Shooting video with a DSLR is very different from shooting with a standard dedicated camcorder. For one, DSLRs only recently became a popular choice for videographers for their ability to pull crisp images with interchangeable lenses. Unlike camcorders, certain aspects like image stabilization are sacrificed due to the design of DSLRs being primarily focused on taking great stills.
Some advantages are quite clear. At a lower price point, you can capture amazing video on a DSLR complete with bokeh (depth of field) and low-light performance that makes even the most expensive professional camcorders take note.
So what do you need to keep in mind when shooting video from a DSLR camera? Here are some tips.
Get an External Microphone
Never rely on the on-board microphone on a DSLR to give you good audio. This microphone is meant to act as a reference in cases where a separate audio recorder is in play. That’s it, period. Find a digital recorder, lavaliere microphone, or a shotgun mic (the Rode VideoMic Pro is a good one) and use it any time you’re shooting video with sound. Trust me; this is an absolute must.
Set Shutter Speed to Double Your Frame Rate
If you’re shooting 1080p video at a frame rate of 30 FPS, you’ll want to set your shutter speed to 1/60. This might not have big impact on the look of the video in live view, but it does make a difference in your rendered video. Rolling shutter, flicker, and other visual improvements come about when the shutter speed it set correctly.
Here are some shutter speeds to consider when shooting at various frame rates.
- 24 – 1/48 (1/50 will work)
- 30 – 1/60
- 60 – 1/120
You can normally change shutter speed on Canon DSLRs by rotating the main adjustment dial located closest to the shutter button.
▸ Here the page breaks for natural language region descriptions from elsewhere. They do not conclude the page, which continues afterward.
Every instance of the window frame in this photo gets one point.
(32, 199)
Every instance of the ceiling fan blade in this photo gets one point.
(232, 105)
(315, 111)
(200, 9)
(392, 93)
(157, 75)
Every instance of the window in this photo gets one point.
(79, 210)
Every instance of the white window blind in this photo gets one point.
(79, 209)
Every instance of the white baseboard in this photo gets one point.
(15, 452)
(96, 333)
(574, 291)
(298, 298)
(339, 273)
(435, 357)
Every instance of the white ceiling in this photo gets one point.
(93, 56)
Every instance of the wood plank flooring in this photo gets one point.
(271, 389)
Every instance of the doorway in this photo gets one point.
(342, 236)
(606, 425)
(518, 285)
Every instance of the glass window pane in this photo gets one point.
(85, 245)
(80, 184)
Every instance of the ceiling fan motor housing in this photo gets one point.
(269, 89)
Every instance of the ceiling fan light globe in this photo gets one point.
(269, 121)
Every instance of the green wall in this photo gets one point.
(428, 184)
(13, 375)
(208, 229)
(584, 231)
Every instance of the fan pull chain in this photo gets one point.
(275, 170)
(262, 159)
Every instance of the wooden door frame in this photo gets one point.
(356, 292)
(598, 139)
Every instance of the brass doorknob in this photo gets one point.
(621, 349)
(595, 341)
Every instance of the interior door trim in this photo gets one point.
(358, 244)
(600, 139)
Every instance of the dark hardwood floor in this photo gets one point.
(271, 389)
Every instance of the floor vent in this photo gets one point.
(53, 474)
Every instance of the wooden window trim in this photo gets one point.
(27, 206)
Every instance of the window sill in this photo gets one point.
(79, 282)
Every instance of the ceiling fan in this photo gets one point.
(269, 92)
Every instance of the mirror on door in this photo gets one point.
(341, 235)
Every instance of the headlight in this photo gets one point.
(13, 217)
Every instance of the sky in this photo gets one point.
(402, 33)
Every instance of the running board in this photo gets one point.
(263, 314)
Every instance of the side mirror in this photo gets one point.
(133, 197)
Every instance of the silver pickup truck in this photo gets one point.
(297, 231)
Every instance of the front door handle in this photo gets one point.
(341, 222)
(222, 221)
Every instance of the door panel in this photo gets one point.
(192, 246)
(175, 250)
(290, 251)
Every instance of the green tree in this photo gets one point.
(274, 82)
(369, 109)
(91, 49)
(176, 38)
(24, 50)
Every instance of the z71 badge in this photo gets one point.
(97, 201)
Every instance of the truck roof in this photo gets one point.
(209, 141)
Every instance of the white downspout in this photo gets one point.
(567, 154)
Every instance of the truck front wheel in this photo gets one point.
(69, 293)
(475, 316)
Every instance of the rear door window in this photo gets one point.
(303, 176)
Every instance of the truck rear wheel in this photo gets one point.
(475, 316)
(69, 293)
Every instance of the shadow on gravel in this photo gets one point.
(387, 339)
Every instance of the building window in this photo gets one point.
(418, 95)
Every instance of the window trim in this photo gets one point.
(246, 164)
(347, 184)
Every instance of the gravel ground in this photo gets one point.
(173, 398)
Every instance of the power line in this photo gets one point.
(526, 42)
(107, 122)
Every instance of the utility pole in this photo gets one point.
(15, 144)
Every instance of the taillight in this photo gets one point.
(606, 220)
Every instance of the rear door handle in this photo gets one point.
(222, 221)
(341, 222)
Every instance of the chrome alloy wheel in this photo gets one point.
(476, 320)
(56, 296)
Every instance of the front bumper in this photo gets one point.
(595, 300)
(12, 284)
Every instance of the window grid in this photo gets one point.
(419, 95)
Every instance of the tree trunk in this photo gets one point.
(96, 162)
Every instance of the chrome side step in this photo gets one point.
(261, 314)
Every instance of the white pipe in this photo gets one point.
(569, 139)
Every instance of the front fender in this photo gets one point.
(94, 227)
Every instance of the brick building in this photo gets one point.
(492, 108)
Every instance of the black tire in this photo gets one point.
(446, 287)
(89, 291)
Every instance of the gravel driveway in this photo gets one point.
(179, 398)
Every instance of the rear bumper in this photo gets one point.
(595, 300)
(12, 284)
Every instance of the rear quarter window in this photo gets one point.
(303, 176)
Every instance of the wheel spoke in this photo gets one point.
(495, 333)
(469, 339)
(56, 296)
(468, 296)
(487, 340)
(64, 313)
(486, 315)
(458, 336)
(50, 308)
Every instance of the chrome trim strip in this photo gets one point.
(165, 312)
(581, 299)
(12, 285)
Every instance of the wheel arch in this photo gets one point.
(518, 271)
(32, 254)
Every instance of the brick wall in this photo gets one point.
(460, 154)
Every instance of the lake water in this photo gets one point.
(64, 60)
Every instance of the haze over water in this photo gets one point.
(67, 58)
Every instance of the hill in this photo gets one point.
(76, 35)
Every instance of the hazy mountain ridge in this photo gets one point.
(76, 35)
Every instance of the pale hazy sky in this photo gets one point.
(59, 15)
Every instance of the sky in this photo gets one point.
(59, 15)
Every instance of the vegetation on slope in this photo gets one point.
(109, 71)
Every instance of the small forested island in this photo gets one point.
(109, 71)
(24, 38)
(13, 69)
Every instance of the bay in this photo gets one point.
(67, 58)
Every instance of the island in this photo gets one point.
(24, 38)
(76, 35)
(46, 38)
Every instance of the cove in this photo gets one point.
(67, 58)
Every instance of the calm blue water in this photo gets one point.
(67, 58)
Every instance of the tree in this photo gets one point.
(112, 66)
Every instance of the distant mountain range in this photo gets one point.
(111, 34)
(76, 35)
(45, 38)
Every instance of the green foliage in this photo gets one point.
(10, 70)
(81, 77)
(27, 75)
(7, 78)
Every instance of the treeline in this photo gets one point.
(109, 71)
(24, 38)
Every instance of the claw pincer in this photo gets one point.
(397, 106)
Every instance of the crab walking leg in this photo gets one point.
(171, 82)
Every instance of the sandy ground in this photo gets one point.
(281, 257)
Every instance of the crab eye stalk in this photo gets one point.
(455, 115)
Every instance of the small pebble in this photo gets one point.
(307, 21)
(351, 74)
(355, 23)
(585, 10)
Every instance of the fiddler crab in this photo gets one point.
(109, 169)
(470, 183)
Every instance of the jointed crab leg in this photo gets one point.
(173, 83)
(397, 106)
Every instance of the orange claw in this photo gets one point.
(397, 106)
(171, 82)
Magic Lantern, a popular video recording overlay plug-in used for DSLR shooting, will indicate a good target shutter speed by coloring the numbers green with yellow and red coloring indicating less favorable shutter speeds.
Use a Tripod, Monopod, or Stabilizer
DSLRs don’t do a very good job of image stabilization. Even if you have a lens that has built-in image stabilization, these lenses are made to take still images, not video. Don’t get me wrong, a lens with good stabilization helps, but it won’t be enough to make your video come out just right.
A monopod offers great vertical stabilization without sacrificing portability for the videographer. Just set it up and shoot for slightly better video when you’re not walking around.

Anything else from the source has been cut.